Rieber has a special interest in the case of Sybil. He presents a clear and thorough summary of the case as presented in the book and in the movie, but Rieber also has had a personal connection with both Schreiber who gave him two audiotapes of her discussions with Wilbur made during the preparation of the book and one audiotape of Sybil's therapy session with Wilbur, and with Herbert Spiegel, who had evaluated Sybil for Wilbur on several occasions. Rieber appears very eager to drop a "bomb" on the mental health community by using information from these personal connections to demonstrate that "the Sybil case ...was a conscious misrepresentation of the facts," and that Sybil was not truly a case of MPD/DID.

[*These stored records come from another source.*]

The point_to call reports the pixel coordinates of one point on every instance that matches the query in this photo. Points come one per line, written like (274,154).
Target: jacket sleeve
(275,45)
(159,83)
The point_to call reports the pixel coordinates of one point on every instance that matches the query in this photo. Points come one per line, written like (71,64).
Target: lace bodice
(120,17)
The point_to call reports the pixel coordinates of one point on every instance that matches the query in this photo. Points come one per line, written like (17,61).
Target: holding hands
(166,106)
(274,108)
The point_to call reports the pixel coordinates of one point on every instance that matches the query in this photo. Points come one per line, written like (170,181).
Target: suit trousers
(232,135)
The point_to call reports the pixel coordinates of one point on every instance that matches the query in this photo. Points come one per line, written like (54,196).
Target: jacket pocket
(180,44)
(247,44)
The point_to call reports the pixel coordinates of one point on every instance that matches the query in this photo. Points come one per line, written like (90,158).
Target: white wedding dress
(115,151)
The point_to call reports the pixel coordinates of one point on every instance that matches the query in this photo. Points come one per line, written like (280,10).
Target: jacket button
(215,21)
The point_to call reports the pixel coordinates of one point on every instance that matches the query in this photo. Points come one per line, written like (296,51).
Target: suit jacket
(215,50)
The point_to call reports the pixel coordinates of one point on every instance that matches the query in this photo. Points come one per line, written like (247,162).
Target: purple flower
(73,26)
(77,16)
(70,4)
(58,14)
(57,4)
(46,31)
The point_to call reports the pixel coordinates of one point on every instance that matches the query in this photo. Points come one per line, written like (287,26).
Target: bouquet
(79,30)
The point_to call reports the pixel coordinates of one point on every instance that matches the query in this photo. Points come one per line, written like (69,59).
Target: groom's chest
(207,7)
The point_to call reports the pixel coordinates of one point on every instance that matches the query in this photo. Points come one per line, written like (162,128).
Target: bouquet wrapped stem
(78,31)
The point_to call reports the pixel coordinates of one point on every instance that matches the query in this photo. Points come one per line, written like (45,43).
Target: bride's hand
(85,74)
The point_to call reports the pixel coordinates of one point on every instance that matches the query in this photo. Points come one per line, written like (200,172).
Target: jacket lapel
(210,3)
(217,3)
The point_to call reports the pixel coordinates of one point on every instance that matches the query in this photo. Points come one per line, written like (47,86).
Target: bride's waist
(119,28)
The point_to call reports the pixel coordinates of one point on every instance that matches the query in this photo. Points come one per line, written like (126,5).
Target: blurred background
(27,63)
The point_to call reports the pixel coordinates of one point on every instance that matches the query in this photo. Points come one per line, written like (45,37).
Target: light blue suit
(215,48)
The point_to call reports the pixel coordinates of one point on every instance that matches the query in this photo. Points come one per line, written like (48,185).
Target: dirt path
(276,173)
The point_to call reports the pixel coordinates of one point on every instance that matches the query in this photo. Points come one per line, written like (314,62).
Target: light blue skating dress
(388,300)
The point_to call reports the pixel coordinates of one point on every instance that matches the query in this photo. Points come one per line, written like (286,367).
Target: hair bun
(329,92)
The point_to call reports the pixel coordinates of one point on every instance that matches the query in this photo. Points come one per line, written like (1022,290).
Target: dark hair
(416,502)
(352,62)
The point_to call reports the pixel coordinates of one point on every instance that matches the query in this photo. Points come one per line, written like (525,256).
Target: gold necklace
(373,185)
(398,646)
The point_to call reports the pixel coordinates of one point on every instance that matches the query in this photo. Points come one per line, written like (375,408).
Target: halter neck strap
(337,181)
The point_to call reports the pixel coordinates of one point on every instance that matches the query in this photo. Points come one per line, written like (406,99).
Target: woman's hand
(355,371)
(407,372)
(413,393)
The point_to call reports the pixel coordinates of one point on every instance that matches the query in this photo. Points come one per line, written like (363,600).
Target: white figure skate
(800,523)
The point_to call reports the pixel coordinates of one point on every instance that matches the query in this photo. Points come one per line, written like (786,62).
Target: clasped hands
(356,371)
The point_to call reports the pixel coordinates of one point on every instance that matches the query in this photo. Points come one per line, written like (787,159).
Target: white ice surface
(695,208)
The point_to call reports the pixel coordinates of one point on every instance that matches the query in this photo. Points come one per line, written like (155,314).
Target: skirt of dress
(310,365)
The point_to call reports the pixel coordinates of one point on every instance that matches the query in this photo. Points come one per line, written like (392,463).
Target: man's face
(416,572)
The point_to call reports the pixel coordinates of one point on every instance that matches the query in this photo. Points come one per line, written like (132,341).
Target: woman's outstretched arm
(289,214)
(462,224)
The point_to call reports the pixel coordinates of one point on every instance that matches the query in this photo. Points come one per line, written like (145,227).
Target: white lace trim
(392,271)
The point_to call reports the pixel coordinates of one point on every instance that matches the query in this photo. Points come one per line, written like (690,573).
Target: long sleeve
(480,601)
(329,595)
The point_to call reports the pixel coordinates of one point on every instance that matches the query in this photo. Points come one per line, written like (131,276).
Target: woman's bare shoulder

He points out that Schreiber failed to corroborate that Sybil was in fact abused and that Wilbur often crossed professional boundaries (not abusively) in response to her own affection for Sybil. He has a 95-page appendix, which includes transcripts of the audiotapes, in which he attempts to demonstrate deliberate fabrications of physical abuse and exposure to the "primal scene" by Schreiber and Wilbur to make the book more interesting. But my reading of this material, as David Spiegel, M.D. says in the forward to the book, is that "these questions are thoughtfully raised but not answered." In fact, from my perspective, it is Rieber who has distorted the evidence to establish his case. For example, the appendix includes a long letter which includes a short section in which Sybil refers to having written something to the effect that she had made up everything about being a multiple personality, but this was presented in her letter in the context of trying to find a way of not needing Dr. Wilbur. Rieber calls this a "letter of denial" of MPD/DID. There are many more instances in which Rieber misrepresents the material in the appendix to support his case.

But the biggest short-coming in Rieber's attempt to discredit Schreiber and Wilbur is in what he leaves out of his discussion. In a couple of brief paragraphs, he cites Herbert Spiegel as his primary authority for challenging the diagnosis of MPD/DID, implying that Spiegel diagnosed Sybil as a hysteric and that he found no evidence of Sybil having been sexually abused by her mother or father. I wanted to know so much more of what Spiegel, Rieber's long-time colleague, thought of the case: How did he account for the lost time and other dissociative phenomena? What was his understanding of how the alters came to manifest themselves during the sessions with Wilbur? To have a detailed discussion of this case by an expert such as Herbert Spiegel would have added so much to our understanding of the MPD/DID phenomenon. Instead, I was left with more questions than answers.

Rieber needs to discredit Sybil to support his own thesis in the third component of the book. He labels MPD/DID as a "myth," and he attributes the huge increase in interest in, and the diagnosis of, MPD/DID to the publication of the book and movie about Sybil. He feels that this increase in diagnostic interest does not reflect true psychopathological phenomena as much as a societally driven search for identity, stemming from social distress originating in the 1960's. Although Rieber is correct in stating that hypnosis has often been misused to create false memories and that societal fads can result in over-diagnosing certain conditions, such as MPD/DID, he does not convincingly make the opposite case that most of the increase in MPD/DID and sexual abuse reports of the past 2 decades are not legitimate reflections of psychopathology, but rather faddish phenomena derived from social distress. Moreover, Rieber does not even consider alternative explanations for the increase in MPD/ DID and sexual abuse reports, such as the increased number of mental health professionals who have been trained in hypnosis and other trauma treatment modalities. But, perhaps Rieber himself is not convinced because he ends this discussion ambiguously saying, "multiples will always be with us, serving as a perpetual reminder of the duality of human existence." Notwithstanding the ambiguities and the short-comings of the book, I found the history informative and the theoretical issues provocative.